Despite a dull market and controversies, India Art Fair carves a niche in art world

The fifth India Art Fair, which concluded on February 3, has not been free from controversies. The media has not been particularly kind, but for an event of this magnitude, one can hardly expect all reviews to be flattering. There was news about many people not being to enter due to lack of information on the cut-off time for entry.

Also, it appeared that there were fewer installations this year, but instead, the organisers compensated for this by more space for traditional art and hence a larger number of works by India’s best-known painters were on show.

Among the more serious comments were made against the organisers for misleading the public about art sales during previous art fairs. However, counteracting this was a report that announced a ‘healthy growth’ of almost 30 per cent in art sales.

In this context, I would like to say that all those involved with the business of art, are aware of the state of the art market across the globe. The organisers have once again managed to attract many galleries and seasoned as well as new art collectors among the 130,000 visitors, who visited the India Art Fair.

It is through such fairs that the public gets to see the works of Indian artists and new buyers emerge, in an otherwise dull market.
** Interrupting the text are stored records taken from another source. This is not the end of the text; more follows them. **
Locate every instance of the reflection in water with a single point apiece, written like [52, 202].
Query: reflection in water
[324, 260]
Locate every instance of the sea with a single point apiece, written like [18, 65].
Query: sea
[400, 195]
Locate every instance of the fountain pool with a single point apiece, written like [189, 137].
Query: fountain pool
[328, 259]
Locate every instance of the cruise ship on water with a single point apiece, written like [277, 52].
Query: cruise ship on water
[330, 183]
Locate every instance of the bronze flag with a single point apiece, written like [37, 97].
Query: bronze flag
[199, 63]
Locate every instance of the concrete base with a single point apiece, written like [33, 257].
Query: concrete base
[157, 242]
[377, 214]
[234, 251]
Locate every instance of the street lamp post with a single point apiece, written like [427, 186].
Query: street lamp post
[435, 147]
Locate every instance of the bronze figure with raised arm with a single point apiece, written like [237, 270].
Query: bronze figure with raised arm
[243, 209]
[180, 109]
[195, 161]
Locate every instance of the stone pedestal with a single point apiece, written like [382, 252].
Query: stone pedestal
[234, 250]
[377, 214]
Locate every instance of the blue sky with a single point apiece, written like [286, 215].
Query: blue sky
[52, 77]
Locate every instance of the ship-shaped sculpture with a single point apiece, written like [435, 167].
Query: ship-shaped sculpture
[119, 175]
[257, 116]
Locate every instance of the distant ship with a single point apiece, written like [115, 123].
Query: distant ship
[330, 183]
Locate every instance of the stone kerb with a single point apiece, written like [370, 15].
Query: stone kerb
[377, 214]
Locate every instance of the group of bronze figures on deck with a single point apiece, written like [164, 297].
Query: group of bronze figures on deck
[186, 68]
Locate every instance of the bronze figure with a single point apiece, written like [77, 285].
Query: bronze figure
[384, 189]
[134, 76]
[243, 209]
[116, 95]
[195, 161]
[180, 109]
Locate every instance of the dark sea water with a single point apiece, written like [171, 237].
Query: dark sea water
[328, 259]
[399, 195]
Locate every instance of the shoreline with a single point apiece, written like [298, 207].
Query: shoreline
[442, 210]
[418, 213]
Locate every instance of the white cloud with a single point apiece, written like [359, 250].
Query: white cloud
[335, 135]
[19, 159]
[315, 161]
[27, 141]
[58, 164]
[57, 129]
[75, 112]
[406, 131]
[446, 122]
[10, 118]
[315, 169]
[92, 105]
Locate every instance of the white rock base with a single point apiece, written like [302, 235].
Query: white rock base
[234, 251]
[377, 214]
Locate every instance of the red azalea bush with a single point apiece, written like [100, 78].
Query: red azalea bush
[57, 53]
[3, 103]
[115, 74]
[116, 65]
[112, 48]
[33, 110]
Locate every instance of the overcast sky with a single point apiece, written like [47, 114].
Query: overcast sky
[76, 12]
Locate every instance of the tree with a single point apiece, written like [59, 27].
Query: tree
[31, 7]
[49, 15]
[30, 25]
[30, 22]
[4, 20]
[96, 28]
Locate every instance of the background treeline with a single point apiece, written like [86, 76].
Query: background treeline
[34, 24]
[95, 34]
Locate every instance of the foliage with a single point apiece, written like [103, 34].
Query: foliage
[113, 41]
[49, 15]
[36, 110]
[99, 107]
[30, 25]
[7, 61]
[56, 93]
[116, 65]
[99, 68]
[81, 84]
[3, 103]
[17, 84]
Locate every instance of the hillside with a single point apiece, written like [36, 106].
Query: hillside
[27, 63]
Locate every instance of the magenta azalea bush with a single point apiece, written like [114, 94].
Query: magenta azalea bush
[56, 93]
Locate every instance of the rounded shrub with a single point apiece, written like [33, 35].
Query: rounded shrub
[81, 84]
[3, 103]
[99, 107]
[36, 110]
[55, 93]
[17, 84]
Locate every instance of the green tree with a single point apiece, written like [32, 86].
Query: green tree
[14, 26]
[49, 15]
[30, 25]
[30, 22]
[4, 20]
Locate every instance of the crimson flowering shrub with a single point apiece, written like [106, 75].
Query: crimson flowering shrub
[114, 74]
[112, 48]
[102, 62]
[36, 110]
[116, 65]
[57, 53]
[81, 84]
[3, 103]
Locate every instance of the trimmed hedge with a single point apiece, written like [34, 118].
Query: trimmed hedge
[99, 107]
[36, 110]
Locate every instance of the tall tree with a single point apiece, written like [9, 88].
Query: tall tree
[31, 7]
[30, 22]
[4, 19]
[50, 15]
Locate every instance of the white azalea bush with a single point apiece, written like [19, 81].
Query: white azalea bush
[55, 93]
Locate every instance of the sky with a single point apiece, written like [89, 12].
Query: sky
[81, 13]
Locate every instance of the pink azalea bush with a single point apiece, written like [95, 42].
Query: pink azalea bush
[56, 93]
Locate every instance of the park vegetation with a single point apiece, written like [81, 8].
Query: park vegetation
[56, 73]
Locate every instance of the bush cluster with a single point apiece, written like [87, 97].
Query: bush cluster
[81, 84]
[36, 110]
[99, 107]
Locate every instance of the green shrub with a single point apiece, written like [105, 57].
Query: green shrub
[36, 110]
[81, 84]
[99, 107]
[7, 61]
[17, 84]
Among the better-known and renowned painters, whose works were exhibited were Ganesh Pyne and Somnath Hore, presented by Kolkata’s CIMA Gallery. Delhi Art Gallery presented some of the best works by MF Husain and Ramkumar. Some of Husain’s early works were also presented by Singapore’s Indigo Blue Gallery and a portrait of the Keehn family by the artist painted in 1959 was quite a scene stealer. It was priced at $150.

It has also been said that there was more focus on Husain this year since there were fewer works by ‘international masters’. As a genuine Husain fan, I certainly enjoyed hearing this.

There was also a complaint that the few installations that were showed are much smaller than usual. Subodh Gupta, among the most popular Indian artists in India and abroad, is known for his dramatically large works. His glass installation, Mirror Stage, made out of steel glasses, bowls and cutlery juxtaposed vertically over a flat mirror is considerably smaller than his usual pieces. Gupta’s work was presented by Italian art gallery, Galleria Continua. The installation was priced at ¤275,000, while his two smaller oils were ¤50,000 each. In addition, the capital’s Nature Morte gallery was also selling two of his classic works, Still Life and Family Portraits.

Other installations included Paresh Maiti’s depiction of Delhi’s seven-fold history, ‘Covering Letter’ by Jitish Kallat, which included a lit transparent installation of a letter from Mahatma Gandhi to Hitler. Also interesting was Krishna Murari’s Mom, created out of leather.

Indian art lovers wait eagerly for art fairs to give them the opportunity of seeing the works of international artists.

The India Art Fair brought us the works by some of the greatest 20th century artists, Pablo Picasso, Salvador Dali, Joan Miro, Francis Bacon and Marc Chagall — a real treat within specially designed surroundings.